Cerca de 1,3 milhão e 3 milhões de
prisioneiros foram ali exterminados, sendo 90% judeus. Aproximadamente 150 mil
poloneses, 23 mil ciganos, 15 mil soldados soviéticos e 400 testemunhas de
Jeová também foram executados, morreram de fome, doenças ou em experiências
médicas. Tudo o que já havia visto sobre o Holocausto, em fotos, vídeos e
filmes, nem se compara à experiência da visita ao local, onde a racionalidade
humana banalizou o mal.
As notícias que chegam diariamente de Gaza
são desanimadoras e chocantes. O massacre de crianças, mulheres e idosos está
sendo naturalizado. Nesta quinta-feira, surgiu uma nova esperança de paz:
Israel aceitou uma proposta do presidente dos Estados Unidos, Donald Trump,
para um cessar-fogo na Faixa de Gaza, segundo informou a Casa Branca. O Hamas
analisa os termos do acordo.
Drama existencial
O primeiro-ministro Benjamin Netanyahu já
comunicou a iminência do cessar-fogo aos familiares de reféns mantidos em Gaza,
porém, o governo de Israel ainda não se pronunciou oficialmente. Na Casa
Branca, a porta-voz do governo americano, Karoline Leavitt, também não deu
detalhes. Segundo o The New York Times, o mais importante jornal
norte-americano, a proposta inicial prevê uma trégua de 60 dias e a entrada de
mais ajuda humanitária. "Posso confirmar que estas conversas continuam, e
esperamos que haja um cessar-fogo em Gaza para que possamos devolver todos os
reféns para casa", disse Leavitt.
O Hamas confirmou à agência Reuters que
estuda a proposta com "alto senso de responsabilidade" para
contemplar "os interesses do nosso povo e encerrar a agressão". O
último cessar-fogo entre Israel e o Hamas durou pouco mais de um mês, sendo
encerrado em março. Desde então, Israel prossegue a devastação em Gaza.

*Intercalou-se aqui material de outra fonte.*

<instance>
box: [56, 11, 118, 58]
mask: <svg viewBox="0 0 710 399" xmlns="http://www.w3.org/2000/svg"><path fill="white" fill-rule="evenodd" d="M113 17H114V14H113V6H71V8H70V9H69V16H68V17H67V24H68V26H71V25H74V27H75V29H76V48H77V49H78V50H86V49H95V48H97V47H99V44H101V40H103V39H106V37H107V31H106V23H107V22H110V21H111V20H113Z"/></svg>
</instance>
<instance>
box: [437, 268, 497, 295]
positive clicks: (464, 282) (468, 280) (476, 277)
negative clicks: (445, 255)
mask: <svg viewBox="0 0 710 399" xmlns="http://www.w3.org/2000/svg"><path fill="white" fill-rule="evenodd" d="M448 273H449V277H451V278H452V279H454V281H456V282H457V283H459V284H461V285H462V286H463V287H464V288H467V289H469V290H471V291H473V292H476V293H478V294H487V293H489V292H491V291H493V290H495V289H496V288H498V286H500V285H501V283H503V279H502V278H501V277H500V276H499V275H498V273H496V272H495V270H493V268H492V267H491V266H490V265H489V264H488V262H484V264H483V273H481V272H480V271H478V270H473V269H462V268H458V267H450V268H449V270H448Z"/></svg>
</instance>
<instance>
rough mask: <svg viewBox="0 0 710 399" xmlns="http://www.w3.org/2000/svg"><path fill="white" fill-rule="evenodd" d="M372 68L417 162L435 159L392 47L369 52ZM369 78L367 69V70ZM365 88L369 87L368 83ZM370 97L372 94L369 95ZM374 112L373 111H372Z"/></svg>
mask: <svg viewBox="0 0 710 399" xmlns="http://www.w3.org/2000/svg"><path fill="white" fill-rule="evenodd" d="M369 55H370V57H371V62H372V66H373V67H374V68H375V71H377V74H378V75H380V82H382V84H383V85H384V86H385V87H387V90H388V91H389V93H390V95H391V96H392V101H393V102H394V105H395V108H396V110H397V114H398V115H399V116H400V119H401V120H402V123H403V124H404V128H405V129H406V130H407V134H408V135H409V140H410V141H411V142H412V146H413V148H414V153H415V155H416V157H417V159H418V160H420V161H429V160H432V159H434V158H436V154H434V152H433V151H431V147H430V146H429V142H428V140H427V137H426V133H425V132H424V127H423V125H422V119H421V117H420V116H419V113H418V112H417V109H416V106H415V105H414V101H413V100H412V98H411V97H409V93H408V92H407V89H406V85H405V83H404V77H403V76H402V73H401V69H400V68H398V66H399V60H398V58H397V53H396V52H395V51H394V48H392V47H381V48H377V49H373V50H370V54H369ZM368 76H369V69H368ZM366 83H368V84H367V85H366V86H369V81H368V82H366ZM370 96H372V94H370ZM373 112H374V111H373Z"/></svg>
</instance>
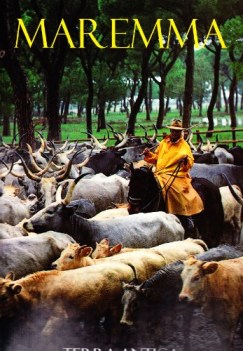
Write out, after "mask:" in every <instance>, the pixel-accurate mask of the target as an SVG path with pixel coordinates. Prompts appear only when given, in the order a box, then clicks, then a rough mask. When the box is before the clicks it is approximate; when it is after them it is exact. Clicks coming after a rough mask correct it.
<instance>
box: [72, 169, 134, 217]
mask: <svg viewBox="0 0 243 351" xmlns="http://www.w3.org/2000/svg"><path fill="white" fill-rule="evenodd" d="M128 182H129V181H128V180H126V179H124V178H122V177H120V176H117V175H116V174H113V175H111V176H108V177H106V176H105V175H104V174H102V173H98V174H96V175H95V176H94V177H92V178H91V179H86V178H85V179H82V181H81V182H80V183H79V184H78V185H77V186H76V187H75V189H74V191H73V195H72V200H77V199H80V198H83V199H89V200H91V201H92V202H93V203H94V204H95V208H96V211H97V213H99V212H101V211H104V210H106V209H108V208H110V207H111V206H112V204H113V203H124V202H126V201H127V195H128Z"/></svg>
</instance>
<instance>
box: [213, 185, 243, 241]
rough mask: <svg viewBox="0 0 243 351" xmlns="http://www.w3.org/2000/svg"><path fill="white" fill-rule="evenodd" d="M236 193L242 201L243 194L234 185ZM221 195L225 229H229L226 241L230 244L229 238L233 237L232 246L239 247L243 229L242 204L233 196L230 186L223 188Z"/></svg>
mask: <svg viewBox="0 0 243 351" xmlns="http://www.w3.org/2000/svg"><path fill="white" fill-rule="evenodd" d="M233 187H234V191H235V192H236V193H237V194H238V196H239V197H240V198H241V199H242V193H241V191H240V188H239V187H238V186H237V185H233ZM219 191H220V194H221V200H222V205H223V210H224V227H226V226H227V227H228V229H227V230H224V231H223V232H224V233H225V232H227V238H225V240H226V241H227V242H228V241H229V237H231V244H232V245H237V244H239V243H240V235H241V227H242V220H241V216H242V204H243V201H242V202H241V203H239V202H238V201H237V200H236V199H235V198H234V197H233V195H232V193H231V191H230V189H229V187H228V186H223V187H220V188H219ZM242 200H243V199H242Z"/></svg>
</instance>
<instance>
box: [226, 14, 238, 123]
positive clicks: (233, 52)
mask: <svg viewBox="0 0 243 351" xmlns="http://www.w3.org/2000/svg"><path fill="white" fill-rule="evenodd" d="M242 31H243V16H236V17H235V18H232V19H229V20H228V21H226V23H225V24H224V28H223V32H224V35H225V38H226V41H227V44H228V50H229V51H228V52H229V58H230V61H231V64H230V67H231V72H232V75H231V83H230V89H229V90H230V93H229V111H230V118H231V127H232V128H235V127H236V126H237V120H236V111H235V100H234V96H235V93H236V88H237V81H238V79H242V78H243V69H242V62H243V43H242Z"/></svg>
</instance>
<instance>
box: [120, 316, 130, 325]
mask: <svg viewBox="0 0 243 351" xmlns="http://www.w3.org/2000/svg"><path fill="white" fill-rule="evenodd" d="M120 323H121V324H123V325H129V326H131V325H133V321H130V320H129V319H125V318H122V319H121V320H120Z"/></svg>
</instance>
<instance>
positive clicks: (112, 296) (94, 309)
mask: <svg viewBox="0 0 243 351" xmlns="http://www.w3.org/2000/svg"><path fill="white" fill-rule="evenodd" d="M134 276H135V272H134V268H133V267H131V266H129V265H127V264H124V263H120V262H114V263H112V264H110V263H104V264H102V265H97V266H90V267H85V268H82V269H76V270H69V271H63V272H61V271H56V270H53V271H41V272H36V273H33V274H30V275H27V276H25V277H23V278H20V279H18V280H16V281H14V280H13V276H12V275H10V274H8V275H7V276H6V277H5V278H0V318H2V317H10V316H14V315H16V314H18V315H23V316H24V315H27V316H28V314H29V312H30V310H32V309H33V308H41V309H42V308H43V309H44V310H45V307H47V308H48V311H49V313H48V315H49V316H53V315H55V313H56V311H60V308H61V311H63V310H65V311H66V313H67V315H68V317H75V316H77V317H85V318H86V316H87V317H88V318H91V317H92V316H93V317H94V318H99V317H101V316H103V315H105V314H106V313H111V315H115V311H116V309H117V305H119V303H120V299H121V295H122V284H121V281H122V280H125V281H126V282H128V281H130V280H131V279H134ZM104 292H105V293H104ZM57 307H60V308H57Z"/></svg>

Prospera a tese de que a região deve ser ocupada definitivamente por Israel e
os palestinos que desejarem abandonar seu torrão natal receberão uma ajuda de
custo para sair. Trump já disse que se dispõe a reconstruir Gaza, para
transformá-la num balneário turístico.
O governo de Israel é criticado pela
comunidade internacional por causa da morte de civis e pelo agravamento da
crise humanitária em Gaza. O objetivo de retaliar a agressão do Hamas já foi
alcançado, inclusive com a morte de seus principais líderes. O de libertar os
reféns e liquidar o Hamas, porém, fracassou política e militarmente. Até agora,
a maioria dos reféns que voltaram para casa foram trocados por prisioneiros
palestinos, durante acordos de cessar-fogo. O problema é que depois a guerra
continuou.
Quando escreveu seu artigo, Judt foi profético. Sem a solução do Estado Palestino, Israel viveria um drama existencial: continuar sendo um Estado judeu, com um regime de apartheid, e deixar de ser uma democracia liberal, como propõe Netanyahu, ou se tornar uma democracia multiétnica e deixar de ser um Estado judeu, com a anexação dos territórios palestinos ocupados. A terceira opção seria empurrar os palestinos de Gaza para o deserto do Sinai e promover uma limpeza étnica nos territórios ocupados da Cisjordânia.